The English, however, have had their own “fighting” beers. Vaux Double Maxim, a brown ale once made by the now-defunct Vaux Brewery of Sunderland, England, was brewed to celebrate the return of Captain (later Colonel) Ernest Vaux from the Boer War in South Africa. It was named for the Maxim machine gun detachment with which Vaux served.
Probably the most controversial contemporary British “war beer” is Spitfire Ale–a special bitter that took flight in 1990 to commemorate the Battle of Britain in World War II. Dubbed “the bottle of Britain,” the brand took humorous aim at Germans in a series of clever ads with a military theme. In one, the black silhouette of a British pint glass and a German beer stein are shown against a red background with the caption: “Target Identification: Ours–Theirs.” Other headlines from the campaign include, “Downed all over Kent–just like the Luftwaffe” and “No Fokker comes Close.” Complaints by German tourists caused the posters to be pulled from Tube stations in London in 1995. The brewery responded with a parting shot: a poster that read “Vot’s zo funny about zees posters?”

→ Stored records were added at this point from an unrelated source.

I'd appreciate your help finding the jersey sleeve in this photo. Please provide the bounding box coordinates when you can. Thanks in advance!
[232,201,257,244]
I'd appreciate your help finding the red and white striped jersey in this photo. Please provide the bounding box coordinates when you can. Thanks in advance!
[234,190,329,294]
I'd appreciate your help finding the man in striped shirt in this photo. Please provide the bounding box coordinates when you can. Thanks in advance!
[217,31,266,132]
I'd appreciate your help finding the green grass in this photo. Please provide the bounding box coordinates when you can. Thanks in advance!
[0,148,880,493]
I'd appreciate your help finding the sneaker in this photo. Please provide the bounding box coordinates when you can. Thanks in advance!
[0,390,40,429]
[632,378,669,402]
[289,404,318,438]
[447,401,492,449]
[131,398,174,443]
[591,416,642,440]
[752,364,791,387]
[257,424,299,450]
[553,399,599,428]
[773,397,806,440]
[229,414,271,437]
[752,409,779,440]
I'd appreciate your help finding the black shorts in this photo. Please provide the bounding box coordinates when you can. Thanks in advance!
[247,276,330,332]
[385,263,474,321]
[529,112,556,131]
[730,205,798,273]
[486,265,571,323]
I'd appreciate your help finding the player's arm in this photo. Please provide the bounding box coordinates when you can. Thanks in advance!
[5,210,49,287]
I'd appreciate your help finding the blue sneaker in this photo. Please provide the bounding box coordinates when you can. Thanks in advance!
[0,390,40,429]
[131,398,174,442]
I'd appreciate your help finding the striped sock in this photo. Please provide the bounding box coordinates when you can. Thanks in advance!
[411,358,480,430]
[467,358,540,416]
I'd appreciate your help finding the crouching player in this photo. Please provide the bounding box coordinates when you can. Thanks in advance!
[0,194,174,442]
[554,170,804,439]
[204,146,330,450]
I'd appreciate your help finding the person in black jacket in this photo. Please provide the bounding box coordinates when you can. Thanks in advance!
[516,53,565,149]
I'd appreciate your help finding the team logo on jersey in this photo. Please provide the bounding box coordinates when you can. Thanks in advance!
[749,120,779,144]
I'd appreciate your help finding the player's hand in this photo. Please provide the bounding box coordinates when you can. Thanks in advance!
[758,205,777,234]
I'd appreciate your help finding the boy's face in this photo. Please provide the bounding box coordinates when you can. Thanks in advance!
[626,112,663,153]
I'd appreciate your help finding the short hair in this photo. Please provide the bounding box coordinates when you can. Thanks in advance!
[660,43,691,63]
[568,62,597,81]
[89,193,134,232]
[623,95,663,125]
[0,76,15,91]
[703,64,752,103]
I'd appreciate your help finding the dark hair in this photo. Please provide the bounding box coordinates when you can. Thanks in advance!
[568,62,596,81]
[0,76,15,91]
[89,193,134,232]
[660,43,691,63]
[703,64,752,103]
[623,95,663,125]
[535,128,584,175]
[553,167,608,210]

Whether it has been used as an inducement to war or a draught of relief when the battle’s done, beer has always been on the front lines. It would be the ultimate irony if this beverage that has literally inspired legions were to be relegated, in this new era of political correctness, to the military museum.
(1) Barry Cunliffe, The Ancient Celts. Oxford: Oxford University Press, 1997. p. 103 (2) Gregg Smith, Beer in America: The Early Years 1587-1840 . Boulder, CO: Siris Books (Brewers Publications), 1998, p. 100 (3) Ibid, p. 108 (4) Ibid, p. 105 (5) Brian Glover, Brewing For Victory: Brewers, Beer and Pubs in World War II. Cambridge: The Lutterworth Press, 1995, p.1 (6) Ibid, p. 2-4 (7) Ibid, p. 15 (8) Ibid, p. 97 (9) Ibid, p. 126 (10) George Boehmer, “GI Gripes in Yugoslavia”, Associated Press article, March 20, 1996.